Dün takvimler 13 Mayıs 2021’i gösterirken bizlere de önemli iki değer sunuyordu, hem dinimiz hem de dilimiz adına!..
Bilindiği üzere bir ay süren Ramazan ayını oruçları ve diğer ibadetleriyle tamamladık ve dün Ramazan Bayramımızın birinci gününü idrâk ettik/yaşadık…
Öncelikle değerli okurlarımın Ramazan Bayramını kutlamak istiyorum:
“Hak’tan gelen her güzellik, kalbe verir helecan
Hoş tuttunsa misafiri, bil kazancın lâmekân
Âlem bilir, dü cihânda, pek kıymetli kul sensing;
Hoş gelmişti hoşca gitti, bu yıl yine RAMAZAN!..”

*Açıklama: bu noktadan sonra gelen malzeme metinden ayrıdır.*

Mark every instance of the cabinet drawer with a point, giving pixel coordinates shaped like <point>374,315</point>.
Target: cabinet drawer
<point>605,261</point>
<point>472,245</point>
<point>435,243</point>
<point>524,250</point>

13 Mayıs 1277’de Karamaoğlu Mehmet Beyin yayınladığı “Bugünden sonra hiç kimse sarayda, divanda, çarşıda, pazarda Türk dilinden başka dil kullanmaya." fermanıyla Türk Dili resmiyet ve itibar kazanmıştı. İşte Türkçemizle ilgili olarak yaşanan bu güzelliğin de 744. Yılının onurunu yaşadık.
Her inancın kaynak itibariyle vahyin hitap ettiği kavmin bir dili vardır: İncil Hz. İsa aracılığıyla gönderilmiştir; dili de Aramicedir. İbn Haldun’a gore İncil’in asıl dili İbranicedir. Tevrat Hz. Musa aracılığıyla Yahudilere indirilmiştir. Orijinal dili de İbranicedir. Hzi Davud’la gönderilen Zebur da İbranice yazılmıştır.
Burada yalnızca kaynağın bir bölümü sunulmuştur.